Illustration ci-dessus: NASA/JPL-Caltech


Hier soir, effervescence teintée d'un stress immense dans les locaux du CNES à Paris. En présence du chef de l'Etat, les équipes françaises suivent le très périlleux atterrissage (le mot est évidemment biaisé !) sur Mars de la sonde qui doit in fine déposer le rover Perseverance, qui représente une tonne de haute technologie.

18 février 2021 vers 22h, heure de Paris: mission accomplie ! Un nouveau rover de la NASA est donc sur Mars, au cœur du cratère Jezero, avec pour objectif d'y déceler ou non des traces d'une vie passée. 

S'il s'agit bien d'un évènement exceptionnel, d'ailleurs dignement célébré au niveau international, la France avait fait de cette mission américaine un objectif très important, comme en témoigne le déplacement d'Emmanuel Macron au CNES.
En effet, la participation des laboratoires français est une nouvelle fois très conséquente, et concerne notamment le désormais fameux instrument "SuperCam".

Haute définition, SuperCam est un ensemble instrumental réunissant 5 techniques de mesures différentes. Composé de 3 spectromètres (LIBS, RAMAN et Infrarouge). 6 kg de haute-technologie issu de la recherche franco-américaine, il a été développé par le CNRS, le CNES, et toute une série d'acteurs comme le Laboratoire d'astrophysique bordelais.  
Si des premières images, en noir et blanc, ont été publiées afin de confirmer au monde que le rover est bien posé, il ne s'agit pas toutefois des images dudit SuperCam, qui lui va être mis en service dans les prochaines heures.

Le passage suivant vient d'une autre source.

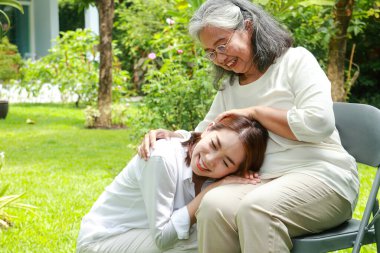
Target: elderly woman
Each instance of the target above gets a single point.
(309, 183)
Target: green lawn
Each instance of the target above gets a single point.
(63, 167)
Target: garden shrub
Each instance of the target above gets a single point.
(73, 65)
(10, 60)
(178, 81)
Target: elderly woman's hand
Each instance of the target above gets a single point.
(150, 140)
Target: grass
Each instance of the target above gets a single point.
(63, 167)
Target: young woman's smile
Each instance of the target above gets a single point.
(218, 154)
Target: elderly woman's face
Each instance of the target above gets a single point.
(233, 48)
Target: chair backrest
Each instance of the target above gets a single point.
(359, 130)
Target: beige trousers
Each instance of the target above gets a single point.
(139, 241)
(262, 218)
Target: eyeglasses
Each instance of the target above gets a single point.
(221, 49)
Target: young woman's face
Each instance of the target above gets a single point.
(238, 56)
(217, 154)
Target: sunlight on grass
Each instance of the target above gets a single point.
(63, 167)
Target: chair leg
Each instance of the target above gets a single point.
(377, 227)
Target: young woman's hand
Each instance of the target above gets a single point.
(150, 140)
(252, 176)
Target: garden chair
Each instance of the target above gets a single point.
(359, 130)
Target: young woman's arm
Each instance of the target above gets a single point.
(158, 183)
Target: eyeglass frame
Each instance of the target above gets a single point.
(218, 49)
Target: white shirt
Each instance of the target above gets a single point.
(296, 82)
(146, 194)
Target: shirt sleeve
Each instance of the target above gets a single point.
(158, 184)
(311, 119)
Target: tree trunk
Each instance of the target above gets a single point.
(337, 49)
(106, 13)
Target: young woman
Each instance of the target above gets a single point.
(309, 183)
(151, 205)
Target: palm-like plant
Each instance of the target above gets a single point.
(13, 3)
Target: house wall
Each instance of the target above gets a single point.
(46, 25)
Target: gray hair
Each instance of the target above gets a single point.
(269, 41)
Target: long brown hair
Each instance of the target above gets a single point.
(252, 135)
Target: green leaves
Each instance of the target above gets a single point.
(73, 65)
(13, 3)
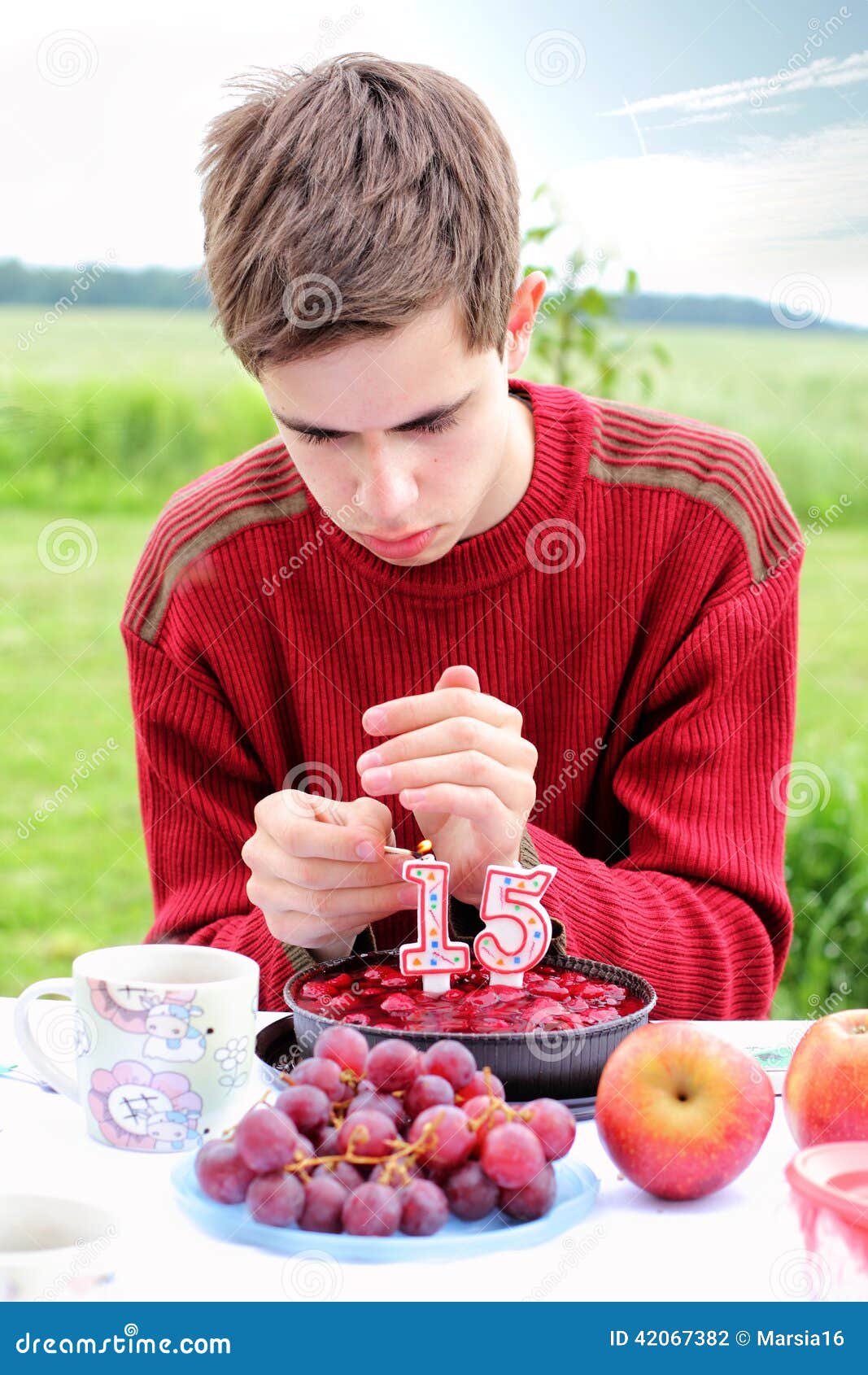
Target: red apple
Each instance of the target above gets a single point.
(826, 1091)
(681, 1111)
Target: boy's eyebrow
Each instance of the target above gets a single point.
(428, 418)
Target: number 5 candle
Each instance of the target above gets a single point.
(517, 927)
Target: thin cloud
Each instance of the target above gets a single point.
(794, 76)
(735, 223)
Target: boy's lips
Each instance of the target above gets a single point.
(404, 548)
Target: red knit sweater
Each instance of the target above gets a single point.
(649, 647)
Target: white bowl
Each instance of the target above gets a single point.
(54, 1249)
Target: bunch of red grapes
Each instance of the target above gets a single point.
(386, 1139)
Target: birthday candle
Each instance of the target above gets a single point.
(517, 928)
(432, 956)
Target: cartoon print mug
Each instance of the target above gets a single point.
(163, 1036)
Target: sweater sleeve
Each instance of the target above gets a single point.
(698, 902)
(198, 784)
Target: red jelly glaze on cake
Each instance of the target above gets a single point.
(380, 996)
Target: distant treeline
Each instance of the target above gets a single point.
(99, 283)
(163, 288)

Mais outre la technologie, il y a bien un véritable morceau de France sur Mars avec Perseverance. La mission Mars 2020 emmène en effet des éléments de roche terrestre pour des besoins de calibrage, et précisément du calcaire Lunel prélevé en 2016 dans les carrières du Boulonnais !

Mais pour la France comme pour l'Agence Spatiale Européenne (citons aussi les Russes), le vrai défi arrive en 2022 et 2023, avec la mission ExoMars. A ce jour,  seuls les américains ont réussi à poser des rovers sur la planète rouge. 

Un mot enfin pour revenir au plan stratégique, la France vient de lancer une nouvelle phase du Programme Syracuse 4. La DGA a notifié à Thales et Airbus, le développement d’un système de radiocommunications utilisant un satellite Syracuse IV, permettant d’assurer des communications militaires sécurisées et résistantes au brouillage. 

Les Syracuse 4A et B seront lancés en 2022 et 2023, puis un 3ème en 2030.